Further up, the first relay runners change over in a nearby field and I stop to hydrate with some water. The track leads into a road sandwich by hedges. This hill looks at least a mile straight up! 

After slowing to a plod, I use my hamstring muscles to settle into the climb. Once level I can see the view from 360 degrees around me. It is stunning with rolling hills of yellow and green to be seen for miles.

Miles 11-20
7:52 7:29 7:11 10:00 8:08 9:11 8:04 12:00 7:55 10:22

Another water stop and relay change over. I give a thumbs up to the many supporters and volunteers when passing through the chip mat area. The marshals guide us in the right direction.

I sip my electrolytes and so far am managing okay without any other fuel. Still feeling strong at this point.

Taking a breather to look at the view

Miles 21-27
8:41 8:14 8:46 9:33 8:52 7:46 7:45

The route is flatter and slightly undulating in these sections. Many more trees shade the shingle track. Over styles and then across a road, we head steepily back uphill towards Queen Elizabeth Park. 

I pass picnic areas and families enjoying BBQ's. With just a few miles left to go my feet are tired and sore from the rocky tracks. I still manage to pick up my pace, back through a wood and into the park then back onto the road where we caught the coach.

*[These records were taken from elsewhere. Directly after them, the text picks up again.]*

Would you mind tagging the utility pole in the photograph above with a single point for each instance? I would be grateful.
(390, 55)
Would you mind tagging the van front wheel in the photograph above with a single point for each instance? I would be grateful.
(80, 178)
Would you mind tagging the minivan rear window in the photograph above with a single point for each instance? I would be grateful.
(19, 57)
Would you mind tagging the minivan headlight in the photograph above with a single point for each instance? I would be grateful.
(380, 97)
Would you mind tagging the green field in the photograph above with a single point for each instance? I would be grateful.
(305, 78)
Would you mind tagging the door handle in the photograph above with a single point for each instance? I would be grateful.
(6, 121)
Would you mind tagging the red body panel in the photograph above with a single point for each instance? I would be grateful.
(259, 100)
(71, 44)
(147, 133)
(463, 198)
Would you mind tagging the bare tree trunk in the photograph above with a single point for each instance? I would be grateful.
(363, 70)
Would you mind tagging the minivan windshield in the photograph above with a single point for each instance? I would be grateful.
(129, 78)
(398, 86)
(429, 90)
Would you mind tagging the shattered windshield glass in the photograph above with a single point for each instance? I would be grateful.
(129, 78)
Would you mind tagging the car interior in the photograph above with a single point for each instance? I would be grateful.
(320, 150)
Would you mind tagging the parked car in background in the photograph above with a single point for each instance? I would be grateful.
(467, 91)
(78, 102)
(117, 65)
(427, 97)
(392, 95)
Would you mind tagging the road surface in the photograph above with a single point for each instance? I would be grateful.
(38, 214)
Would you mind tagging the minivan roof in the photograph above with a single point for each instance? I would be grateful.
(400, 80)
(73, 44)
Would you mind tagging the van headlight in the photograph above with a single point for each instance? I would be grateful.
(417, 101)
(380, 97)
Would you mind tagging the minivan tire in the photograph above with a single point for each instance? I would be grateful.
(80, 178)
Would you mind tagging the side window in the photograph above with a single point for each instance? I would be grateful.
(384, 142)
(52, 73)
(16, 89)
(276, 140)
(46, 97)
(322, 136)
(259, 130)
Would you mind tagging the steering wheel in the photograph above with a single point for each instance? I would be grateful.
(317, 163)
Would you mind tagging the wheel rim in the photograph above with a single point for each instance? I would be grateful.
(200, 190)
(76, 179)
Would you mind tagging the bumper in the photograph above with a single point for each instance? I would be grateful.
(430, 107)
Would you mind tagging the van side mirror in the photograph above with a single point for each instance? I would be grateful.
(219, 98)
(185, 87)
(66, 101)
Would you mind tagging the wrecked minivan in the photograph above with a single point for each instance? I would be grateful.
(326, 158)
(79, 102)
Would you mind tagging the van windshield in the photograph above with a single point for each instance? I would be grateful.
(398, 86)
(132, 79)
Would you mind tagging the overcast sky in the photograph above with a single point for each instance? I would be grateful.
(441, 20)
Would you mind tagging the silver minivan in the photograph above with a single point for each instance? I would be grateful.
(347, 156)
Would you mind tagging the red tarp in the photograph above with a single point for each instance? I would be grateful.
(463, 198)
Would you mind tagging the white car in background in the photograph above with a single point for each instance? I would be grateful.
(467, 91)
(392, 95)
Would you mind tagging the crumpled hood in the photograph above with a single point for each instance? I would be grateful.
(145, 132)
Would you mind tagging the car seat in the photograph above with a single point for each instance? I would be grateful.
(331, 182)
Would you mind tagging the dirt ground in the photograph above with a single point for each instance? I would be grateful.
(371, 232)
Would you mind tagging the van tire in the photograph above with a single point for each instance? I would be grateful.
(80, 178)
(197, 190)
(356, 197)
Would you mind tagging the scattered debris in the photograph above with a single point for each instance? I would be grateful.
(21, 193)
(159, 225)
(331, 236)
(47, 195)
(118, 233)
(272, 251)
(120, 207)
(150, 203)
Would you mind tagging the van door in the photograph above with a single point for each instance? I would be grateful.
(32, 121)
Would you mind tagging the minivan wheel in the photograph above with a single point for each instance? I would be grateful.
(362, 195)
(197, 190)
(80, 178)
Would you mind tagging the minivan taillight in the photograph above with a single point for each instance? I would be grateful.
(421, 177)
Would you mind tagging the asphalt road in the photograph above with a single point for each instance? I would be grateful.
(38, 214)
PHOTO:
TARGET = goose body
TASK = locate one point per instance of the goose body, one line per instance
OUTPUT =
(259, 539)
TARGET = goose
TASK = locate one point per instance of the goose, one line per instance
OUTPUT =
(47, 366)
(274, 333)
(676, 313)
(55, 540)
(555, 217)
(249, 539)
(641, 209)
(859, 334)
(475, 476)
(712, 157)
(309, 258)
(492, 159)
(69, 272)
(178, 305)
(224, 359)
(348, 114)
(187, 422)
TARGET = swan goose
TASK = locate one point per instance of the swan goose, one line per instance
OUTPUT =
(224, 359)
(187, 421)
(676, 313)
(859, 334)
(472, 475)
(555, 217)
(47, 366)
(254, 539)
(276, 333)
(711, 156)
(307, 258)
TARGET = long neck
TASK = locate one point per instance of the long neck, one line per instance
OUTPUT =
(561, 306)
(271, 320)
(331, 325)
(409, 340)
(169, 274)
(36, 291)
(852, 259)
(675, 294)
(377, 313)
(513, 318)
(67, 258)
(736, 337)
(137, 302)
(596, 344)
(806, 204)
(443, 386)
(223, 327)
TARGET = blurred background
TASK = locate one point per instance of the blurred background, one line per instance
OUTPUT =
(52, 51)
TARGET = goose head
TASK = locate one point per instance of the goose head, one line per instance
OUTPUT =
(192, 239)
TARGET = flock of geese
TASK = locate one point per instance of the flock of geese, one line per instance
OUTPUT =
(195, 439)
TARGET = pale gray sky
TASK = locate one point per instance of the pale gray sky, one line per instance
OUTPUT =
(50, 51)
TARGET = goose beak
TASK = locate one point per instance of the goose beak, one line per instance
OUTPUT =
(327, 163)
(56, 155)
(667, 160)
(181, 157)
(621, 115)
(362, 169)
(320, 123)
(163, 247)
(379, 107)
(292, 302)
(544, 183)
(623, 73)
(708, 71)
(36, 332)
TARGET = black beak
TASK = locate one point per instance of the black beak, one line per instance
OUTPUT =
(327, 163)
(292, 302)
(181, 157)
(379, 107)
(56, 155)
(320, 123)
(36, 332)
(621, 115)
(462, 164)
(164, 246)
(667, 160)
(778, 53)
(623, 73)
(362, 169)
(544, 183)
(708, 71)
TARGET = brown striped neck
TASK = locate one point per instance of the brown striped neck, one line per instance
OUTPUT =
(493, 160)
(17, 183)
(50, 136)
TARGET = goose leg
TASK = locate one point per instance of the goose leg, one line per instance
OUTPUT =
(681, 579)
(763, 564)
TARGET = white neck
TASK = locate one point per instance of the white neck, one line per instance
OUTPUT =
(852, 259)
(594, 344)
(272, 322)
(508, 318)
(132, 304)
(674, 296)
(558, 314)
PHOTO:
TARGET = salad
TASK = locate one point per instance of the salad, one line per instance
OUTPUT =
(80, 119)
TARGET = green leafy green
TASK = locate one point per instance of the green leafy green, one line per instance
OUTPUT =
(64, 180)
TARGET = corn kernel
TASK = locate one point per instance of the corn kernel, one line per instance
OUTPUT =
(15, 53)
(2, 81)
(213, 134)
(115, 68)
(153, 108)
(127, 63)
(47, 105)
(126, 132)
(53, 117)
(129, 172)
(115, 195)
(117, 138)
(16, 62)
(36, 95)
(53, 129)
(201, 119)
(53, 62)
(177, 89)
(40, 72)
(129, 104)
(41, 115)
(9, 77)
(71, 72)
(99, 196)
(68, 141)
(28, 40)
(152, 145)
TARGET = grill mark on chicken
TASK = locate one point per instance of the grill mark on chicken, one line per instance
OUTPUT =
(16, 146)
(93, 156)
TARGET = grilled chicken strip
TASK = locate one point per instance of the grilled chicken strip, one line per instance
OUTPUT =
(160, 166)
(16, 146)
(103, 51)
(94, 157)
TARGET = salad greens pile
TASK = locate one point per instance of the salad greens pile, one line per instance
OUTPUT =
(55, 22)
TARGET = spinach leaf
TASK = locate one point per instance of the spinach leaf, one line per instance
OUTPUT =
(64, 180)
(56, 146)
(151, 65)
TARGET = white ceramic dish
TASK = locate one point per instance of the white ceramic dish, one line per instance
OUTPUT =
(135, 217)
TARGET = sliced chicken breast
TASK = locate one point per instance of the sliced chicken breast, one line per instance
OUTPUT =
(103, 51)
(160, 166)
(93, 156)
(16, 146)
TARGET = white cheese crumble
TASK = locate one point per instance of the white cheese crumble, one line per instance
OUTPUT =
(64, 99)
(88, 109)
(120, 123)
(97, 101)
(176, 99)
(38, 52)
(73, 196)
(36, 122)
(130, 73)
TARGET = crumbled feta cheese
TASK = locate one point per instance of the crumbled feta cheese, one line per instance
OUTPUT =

Then it's over and into the field for the final stretch to the finish. 

Perfect setting for the finish

I can see the big blue inflatable finish. I race as fast as my legs will take me to the sound of music and people cheering. I look at the clock and see it is the half marathon time. My watch tells me 3:39:21 when I pass under the finish. 

Steep climbs of over 5,000ft

I come in 35th for my age category and 37th overall from 494 runners.